İran Dışişleri Bakanı Muhammed Cevad Zarif, Instagram hesabından grafiklerle yayınladığı mesajında İranlı bilim insanı Muhsin Fahrizade suikastıyla ilgili değerlendirmede bulundu.
İran'a karşı yenilgiye uğrayan maksimum baskı politikasının liderleri ve destekçilerinin ABD Başkanı Donald Trump yönetiminin son günlerinde gerginliği artırma çabasında olduğunu savunan Zarif, bununla yaptırımların kalkması için oluşan atmosferin yok edilmesinin amaçlandığını belirtti.
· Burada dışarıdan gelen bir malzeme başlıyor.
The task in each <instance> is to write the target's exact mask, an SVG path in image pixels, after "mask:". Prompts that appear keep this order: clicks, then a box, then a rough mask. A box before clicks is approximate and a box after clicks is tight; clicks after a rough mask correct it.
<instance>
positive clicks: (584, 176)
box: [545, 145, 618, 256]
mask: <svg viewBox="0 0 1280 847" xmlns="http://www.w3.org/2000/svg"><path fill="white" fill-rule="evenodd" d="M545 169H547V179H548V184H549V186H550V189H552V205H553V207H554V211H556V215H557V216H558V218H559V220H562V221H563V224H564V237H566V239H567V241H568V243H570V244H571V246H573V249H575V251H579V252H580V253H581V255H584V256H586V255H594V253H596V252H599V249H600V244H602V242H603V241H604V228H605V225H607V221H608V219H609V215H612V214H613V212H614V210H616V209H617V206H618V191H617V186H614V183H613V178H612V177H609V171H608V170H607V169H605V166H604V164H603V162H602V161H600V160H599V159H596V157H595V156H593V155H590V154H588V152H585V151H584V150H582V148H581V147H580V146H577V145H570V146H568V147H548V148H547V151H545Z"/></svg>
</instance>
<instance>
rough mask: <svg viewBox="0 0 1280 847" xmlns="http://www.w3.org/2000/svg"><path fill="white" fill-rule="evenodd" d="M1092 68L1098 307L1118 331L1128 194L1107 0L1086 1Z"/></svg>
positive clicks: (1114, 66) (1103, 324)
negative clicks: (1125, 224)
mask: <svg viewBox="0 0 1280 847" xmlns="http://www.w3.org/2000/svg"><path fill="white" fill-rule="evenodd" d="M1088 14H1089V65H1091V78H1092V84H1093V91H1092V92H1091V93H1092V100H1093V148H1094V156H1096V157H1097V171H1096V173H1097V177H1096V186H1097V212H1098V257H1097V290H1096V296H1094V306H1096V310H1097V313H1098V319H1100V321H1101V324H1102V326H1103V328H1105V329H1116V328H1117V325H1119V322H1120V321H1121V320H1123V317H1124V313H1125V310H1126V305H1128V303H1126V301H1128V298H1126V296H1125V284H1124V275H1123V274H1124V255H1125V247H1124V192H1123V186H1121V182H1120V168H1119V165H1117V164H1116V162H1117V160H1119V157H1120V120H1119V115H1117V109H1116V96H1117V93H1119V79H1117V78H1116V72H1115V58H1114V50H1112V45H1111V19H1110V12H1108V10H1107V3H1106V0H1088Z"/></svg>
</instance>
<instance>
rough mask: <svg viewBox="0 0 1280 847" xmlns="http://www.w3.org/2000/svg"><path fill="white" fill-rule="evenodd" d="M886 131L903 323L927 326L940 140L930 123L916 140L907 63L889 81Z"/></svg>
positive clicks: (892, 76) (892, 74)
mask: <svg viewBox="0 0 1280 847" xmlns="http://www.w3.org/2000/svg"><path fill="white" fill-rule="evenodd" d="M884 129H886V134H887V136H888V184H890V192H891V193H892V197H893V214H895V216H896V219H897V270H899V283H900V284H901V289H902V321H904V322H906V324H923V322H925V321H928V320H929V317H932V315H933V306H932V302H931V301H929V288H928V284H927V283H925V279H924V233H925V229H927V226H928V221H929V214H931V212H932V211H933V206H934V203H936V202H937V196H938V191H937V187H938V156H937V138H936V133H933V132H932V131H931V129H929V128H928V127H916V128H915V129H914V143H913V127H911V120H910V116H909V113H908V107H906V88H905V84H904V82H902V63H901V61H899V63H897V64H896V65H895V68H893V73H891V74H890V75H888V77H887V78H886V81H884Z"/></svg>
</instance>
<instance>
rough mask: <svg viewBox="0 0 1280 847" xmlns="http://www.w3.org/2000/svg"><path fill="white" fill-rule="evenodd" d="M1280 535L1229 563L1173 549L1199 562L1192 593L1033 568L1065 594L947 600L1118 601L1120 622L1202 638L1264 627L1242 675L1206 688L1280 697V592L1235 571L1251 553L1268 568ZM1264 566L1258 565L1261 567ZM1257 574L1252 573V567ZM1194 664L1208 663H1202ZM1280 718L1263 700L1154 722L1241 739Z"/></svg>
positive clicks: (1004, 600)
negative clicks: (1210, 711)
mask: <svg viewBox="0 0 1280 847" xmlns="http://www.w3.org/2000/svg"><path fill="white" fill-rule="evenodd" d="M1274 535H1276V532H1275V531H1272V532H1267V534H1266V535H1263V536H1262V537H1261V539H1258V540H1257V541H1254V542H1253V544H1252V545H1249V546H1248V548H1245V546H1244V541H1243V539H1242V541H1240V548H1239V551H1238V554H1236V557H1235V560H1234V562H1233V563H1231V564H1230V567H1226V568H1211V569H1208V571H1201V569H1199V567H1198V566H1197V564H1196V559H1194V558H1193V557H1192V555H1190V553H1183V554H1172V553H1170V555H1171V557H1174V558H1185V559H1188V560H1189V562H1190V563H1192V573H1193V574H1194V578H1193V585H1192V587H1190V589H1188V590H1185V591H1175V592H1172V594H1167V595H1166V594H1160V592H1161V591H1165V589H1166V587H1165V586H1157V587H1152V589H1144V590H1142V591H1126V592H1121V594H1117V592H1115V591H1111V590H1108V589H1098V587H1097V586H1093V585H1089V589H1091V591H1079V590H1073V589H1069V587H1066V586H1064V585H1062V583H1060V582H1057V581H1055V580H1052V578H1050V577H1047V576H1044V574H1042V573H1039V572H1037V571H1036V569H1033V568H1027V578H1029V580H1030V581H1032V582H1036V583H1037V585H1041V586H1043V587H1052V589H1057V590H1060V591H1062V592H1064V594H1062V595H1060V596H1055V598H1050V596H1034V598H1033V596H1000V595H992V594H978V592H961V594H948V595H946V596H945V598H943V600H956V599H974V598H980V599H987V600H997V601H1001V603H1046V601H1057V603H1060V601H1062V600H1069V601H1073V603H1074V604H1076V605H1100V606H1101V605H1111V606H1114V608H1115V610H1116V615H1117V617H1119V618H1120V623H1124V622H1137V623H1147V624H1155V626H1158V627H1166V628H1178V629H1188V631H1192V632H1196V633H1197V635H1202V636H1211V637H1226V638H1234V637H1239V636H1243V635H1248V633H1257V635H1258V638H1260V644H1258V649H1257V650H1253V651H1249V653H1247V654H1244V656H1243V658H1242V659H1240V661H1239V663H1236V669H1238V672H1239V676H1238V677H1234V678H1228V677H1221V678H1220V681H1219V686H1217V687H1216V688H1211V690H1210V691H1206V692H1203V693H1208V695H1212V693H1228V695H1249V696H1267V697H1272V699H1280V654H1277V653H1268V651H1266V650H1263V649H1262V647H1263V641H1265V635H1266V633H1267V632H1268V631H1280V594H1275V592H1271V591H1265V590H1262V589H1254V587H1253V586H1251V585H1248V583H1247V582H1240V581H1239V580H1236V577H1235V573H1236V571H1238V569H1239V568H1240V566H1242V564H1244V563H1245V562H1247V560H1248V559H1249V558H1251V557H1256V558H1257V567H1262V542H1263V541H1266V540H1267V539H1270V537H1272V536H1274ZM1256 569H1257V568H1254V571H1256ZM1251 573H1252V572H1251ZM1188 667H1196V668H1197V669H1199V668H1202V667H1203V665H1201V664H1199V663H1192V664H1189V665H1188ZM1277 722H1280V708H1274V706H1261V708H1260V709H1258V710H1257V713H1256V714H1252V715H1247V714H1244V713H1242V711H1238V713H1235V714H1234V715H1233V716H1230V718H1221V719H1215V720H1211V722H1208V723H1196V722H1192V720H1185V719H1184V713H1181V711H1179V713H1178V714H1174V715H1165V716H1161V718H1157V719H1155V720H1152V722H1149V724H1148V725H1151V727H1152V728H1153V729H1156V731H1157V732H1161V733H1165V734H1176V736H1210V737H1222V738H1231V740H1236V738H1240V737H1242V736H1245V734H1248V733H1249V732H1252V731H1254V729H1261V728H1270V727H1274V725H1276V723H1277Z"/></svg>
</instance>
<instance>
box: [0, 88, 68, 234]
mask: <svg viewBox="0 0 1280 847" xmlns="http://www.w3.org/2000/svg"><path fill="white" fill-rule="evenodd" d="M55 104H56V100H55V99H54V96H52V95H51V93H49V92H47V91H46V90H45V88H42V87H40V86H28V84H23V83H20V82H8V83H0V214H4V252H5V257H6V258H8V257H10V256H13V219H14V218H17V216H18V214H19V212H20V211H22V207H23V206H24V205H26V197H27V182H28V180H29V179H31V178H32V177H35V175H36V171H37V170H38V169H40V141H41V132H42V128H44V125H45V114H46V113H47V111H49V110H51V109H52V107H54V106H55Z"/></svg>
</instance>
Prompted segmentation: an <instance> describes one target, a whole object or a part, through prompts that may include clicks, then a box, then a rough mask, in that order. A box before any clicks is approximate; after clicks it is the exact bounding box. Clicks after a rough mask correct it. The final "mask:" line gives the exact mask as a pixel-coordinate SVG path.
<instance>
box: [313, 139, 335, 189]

Zarif, ABD Dışişleri Bakanı Mike Pompeo'nun bölgeye gerçekleştirdiği ziyaretlerin, Suudi Veliaht Prensi Muhammed Bin Selman ve İsrail Başbakanı Binyamin Netanyahu ile yaptığı görüşmelerin Fahrizade suikastiyle açığa çıkan bir komplo çerçevesinde olduğunu ileri sürdü.
"İran halkı tuzağa düşmeyecek"
Fahrizade suikastiyle eş zamanlı olarak yürütülen psikolojik savaş ve karşı istihbarat kampanyasının da Netanyahu, Pompeo ve bin Selman'ın gerginliği yükseltme hedeflerine hizmet ettiğini iddia eden Zarif, şunları kaydetti:
"İran halkı ve yetkilileri, uluslararası teröristlerin son çırpınışlarının ve kötü şöhretli savaş yanlıları ile radikal siyonistlerin tuzağına düşmeyecek. İran, Trump ve ortaklarının ekonomik savaşına karşı verdiği direnişin kazanımlarını kesinleştirmek için birliğini ve bütünlüğünü koruyacak."
Zarif, Farsça yayın yapan basının suikastla ilgili verdiği ilk haberde "İsrail medyası, söz konusu bilim insanının adının Birleşmiş Milletler (BM) listeleri vasıtasıyla MOSSAD'a ulaştığını iddia etmişti" iddiasını yaydığını ifade etti.
"Hakikate 180 derece aykırı"
Fahrizade'nin adının BM listeleri üzerinden MOSSAD'a ulaşmasının "hakikate 180 derece aykırı" olduğunu kaydeden Zarif, şöyle devam etti:
"Fahrizade'nin adı ABD ve İsrail tarafından 2000'li yıllarda Uluslararası Atom Enerjisi Ajansı'na (UAEA) verildi ve 24 Mart 2007'de Birleşmiş Milletler Güvenlik Konseyi'nin (BMGK) 1747 sayılı kararı çerçevesinde yaptırım listesine alındı."
İranlı Bakan, Fahrizade'nin öldürülmesinin ardından geçen ilk birkaç saatte atılan 10 bin tweetin anahtar kelimelerinin yüzde 79'unun nükleer anlaşma, müzakere ve UAEA karşıtı olduğunu ve bununla iç kamuoyunda ihtilafın amaçlandığını belirterek, "Tweetlerin sadece yüzde 21'i suikastin failleri ve azmettiricileri aleyhinde atılmış. Atılan tweetlerin yaklaşık yüzde 93'ü sahte ve kimliksiz hesaplara ait. Çoğu da dış kaynaklı." değerlendirmesinde bulundu.